Sunday, January 24, 2010

Clinging Trap

Like any mother, I always refer to my children, as, well, 'my' children. This innocent two-letter word, 'my', is loaded with implications that do not always bode well with the Buddhist way of life. I found out, yesterday.

In the middle of the night, I woke up, with painful emptiness in my core. Soon after, dream helped shed some light. My daughter was coming back home to pick up her belongings. She was with a friend, and was moving out to her friend's house. Just like that. Hardly any words exchanged, . . . Of course, dream is a metaphor for daughter's final step towards full independence as a young adult. Although my mind knows, the heart is having a hard time following, after what feels like a cold break.

Daughter as master teacher, dispelling long held illusion that she is 'mine' . . .


  1. Boy do I understand how you feel! I remember the deep sadness I felt when my daughter moved far away from home.
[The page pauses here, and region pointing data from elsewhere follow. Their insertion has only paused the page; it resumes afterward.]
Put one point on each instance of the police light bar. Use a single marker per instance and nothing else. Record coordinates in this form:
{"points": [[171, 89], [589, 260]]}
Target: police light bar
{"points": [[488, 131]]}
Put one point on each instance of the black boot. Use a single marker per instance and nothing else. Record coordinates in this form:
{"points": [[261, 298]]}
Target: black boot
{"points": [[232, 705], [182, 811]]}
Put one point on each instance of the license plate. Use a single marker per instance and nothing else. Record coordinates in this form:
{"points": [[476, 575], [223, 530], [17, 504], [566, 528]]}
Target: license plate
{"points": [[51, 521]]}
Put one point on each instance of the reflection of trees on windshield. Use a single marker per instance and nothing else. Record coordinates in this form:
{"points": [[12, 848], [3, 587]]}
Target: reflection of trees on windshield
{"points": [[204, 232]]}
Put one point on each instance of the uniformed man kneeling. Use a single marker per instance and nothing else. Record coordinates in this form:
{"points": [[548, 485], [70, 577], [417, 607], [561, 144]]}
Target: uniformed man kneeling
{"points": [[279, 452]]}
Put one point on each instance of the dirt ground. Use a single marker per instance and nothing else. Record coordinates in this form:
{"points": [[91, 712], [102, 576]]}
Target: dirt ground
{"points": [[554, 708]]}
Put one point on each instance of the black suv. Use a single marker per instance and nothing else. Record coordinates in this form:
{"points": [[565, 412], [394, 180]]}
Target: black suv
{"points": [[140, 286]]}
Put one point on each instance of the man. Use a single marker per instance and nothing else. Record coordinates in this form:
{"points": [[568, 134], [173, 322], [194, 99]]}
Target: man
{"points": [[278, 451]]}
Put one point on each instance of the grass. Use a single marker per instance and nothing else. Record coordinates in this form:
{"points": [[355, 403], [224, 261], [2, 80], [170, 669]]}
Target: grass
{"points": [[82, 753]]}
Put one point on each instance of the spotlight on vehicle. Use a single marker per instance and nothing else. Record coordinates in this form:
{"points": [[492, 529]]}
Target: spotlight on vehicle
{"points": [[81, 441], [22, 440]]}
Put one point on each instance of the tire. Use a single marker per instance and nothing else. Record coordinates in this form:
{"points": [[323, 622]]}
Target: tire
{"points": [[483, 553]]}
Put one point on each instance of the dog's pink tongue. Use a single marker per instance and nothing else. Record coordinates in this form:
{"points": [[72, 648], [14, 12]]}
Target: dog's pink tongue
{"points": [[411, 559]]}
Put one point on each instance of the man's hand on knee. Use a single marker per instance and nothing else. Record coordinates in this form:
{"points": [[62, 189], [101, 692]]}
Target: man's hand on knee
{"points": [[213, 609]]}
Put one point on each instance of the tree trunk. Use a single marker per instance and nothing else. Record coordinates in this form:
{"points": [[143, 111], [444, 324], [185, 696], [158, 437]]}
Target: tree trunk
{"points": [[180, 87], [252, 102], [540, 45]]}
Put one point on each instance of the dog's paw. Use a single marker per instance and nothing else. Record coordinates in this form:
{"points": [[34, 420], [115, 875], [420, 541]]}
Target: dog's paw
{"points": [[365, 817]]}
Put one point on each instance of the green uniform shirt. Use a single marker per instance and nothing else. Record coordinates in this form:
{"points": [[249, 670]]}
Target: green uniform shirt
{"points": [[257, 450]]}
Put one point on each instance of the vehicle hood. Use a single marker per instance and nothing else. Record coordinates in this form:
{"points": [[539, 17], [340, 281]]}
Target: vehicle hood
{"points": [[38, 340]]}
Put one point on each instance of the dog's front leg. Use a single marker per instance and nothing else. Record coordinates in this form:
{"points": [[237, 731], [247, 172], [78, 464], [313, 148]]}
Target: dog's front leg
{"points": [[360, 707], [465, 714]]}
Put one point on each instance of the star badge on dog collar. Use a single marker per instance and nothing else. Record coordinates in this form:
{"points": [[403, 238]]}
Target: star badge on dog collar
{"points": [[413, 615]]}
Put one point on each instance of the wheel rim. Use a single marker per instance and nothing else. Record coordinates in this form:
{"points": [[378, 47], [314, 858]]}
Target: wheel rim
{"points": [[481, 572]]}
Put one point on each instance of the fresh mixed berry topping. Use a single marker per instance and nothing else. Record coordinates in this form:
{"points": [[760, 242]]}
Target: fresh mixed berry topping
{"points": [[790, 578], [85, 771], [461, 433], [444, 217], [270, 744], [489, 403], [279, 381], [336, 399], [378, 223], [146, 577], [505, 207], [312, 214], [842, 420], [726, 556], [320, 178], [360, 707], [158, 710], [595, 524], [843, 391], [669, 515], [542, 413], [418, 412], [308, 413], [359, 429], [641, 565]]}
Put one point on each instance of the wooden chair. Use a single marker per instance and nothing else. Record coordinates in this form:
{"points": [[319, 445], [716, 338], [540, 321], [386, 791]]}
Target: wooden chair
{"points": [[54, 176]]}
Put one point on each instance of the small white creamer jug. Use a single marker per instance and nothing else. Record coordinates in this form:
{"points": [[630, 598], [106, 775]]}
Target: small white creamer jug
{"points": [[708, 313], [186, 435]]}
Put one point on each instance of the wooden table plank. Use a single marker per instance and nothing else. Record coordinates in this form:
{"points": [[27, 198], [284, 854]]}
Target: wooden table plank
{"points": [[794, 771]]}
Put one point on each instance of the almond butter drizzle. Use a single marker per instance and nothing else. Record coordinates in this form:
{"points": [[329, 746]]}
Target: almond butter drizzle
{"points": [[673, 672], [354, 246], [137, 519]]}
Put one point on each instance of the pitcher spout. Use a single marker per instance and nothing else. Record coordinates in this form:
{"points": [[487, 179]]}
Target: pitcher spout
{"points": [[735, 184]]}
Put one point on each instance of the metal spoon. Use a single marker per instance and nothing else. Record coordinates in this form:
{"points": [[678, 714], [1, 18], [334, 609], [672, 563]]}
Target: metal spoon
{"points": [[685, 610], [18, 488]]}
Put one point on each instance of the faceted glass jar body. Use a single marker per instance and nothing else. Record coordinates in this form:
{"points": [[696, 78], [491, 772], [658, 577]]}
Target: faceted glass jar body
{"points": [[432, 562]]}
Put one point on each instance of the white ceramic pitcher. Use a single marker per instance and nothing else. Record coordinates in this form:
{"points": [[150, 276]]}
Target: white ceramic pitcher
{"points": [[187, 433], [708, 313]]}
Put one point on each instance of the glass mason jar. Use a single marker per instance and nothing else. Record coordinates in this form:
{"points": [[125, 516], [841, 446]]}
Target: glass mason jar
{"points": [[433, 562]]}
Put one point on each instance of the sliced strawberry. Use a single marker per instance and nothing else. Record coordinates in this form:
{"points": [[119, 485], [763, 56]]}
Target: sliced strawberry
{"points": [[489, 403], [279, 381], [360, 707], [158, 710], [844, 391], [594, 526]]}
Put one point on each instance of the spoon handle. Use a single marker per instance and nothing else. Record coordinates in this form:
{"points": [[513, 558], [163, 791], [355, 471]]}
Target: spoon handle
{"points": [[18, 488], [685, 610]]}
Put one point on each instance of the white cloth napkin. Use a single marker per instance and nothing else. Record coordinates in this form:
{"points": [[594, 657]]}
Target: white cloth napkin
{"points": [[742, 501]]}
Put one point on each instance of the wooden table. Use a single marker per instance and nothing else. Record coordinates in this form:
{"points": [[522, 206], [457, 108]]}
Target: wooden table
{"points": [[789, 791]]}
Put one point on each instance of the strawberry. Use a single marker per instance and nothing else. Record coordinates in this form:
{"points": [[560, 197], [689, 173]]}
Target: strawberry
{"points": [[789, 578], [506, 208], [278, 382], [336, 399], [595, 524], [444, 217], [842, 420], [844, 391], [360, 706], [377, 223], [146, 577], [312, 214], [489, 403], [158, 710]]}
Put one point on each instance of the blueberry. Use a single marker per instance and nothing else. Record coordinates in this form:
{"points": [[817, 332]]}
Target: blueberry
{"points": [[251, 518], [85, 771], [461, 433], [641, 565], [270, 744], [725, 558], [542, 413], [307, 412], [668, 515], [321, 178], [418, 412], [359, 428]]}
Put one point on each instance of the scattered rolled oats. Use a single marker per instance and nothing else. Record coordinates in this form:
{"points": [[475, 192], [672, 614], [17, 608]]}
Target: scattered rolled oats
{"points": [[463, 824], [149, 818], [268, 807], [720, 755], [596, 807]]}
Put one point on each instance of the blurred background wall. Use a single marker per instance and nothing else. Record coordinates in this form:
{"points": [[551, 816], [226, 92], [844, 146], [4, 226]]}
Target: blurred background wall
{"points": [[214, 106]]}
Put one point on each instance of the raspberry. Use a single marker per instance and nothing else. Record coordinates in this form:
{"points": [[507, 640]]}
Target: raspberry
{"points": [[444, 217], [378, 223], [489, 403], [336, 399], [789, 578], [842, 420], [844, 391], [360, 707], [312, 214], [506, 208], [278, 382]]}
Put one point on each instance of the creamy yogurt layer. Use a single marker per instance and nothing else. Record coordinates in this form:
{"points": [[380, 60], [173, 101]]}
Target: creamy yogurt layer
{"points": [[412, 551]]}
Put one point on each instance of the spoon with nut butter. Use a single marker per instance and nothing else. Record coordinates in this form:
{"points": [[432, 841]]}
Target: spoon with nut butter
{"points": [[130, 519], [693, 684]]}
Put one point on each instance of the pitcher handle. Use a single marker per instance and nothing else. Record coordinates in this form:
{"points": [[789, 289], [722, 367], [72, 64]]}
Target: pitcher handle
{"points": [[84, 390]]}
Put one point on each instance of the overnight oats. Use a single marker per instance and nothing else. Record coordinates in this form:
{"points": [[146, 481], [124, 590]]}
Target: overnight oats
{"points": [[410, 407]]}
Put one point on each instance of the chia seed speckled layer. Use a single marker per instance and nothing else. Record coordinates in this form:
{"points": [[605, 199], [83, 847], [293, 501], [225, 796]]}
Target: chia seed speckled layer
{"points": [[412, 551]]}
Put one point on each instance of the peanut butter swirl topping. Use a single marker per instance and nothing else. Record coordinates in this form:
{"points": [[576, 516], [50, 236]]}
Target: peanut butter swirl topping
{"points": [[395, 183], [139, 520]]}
Such a sense of loss, how empty the house felt, yet in my heart I also was so pleased that she was spreading her little wings and stepping out on her own, that she had developed the inner confidence and need to do that. So many mixed feelings and tears.

    And it made me appreciate more deeply the tears of my mother-in-law's tears when we leave after our annual visit (1500 miles away). Now I knew how it felt from the inside, out.

  2. From mother, to mother, thank you for sharing! Our loved ones are our greatest teachers, aren't they? Evoking great joys, and sorrows, and helping us get in touch with the depths of our clinging, and laying out the work to be done, still.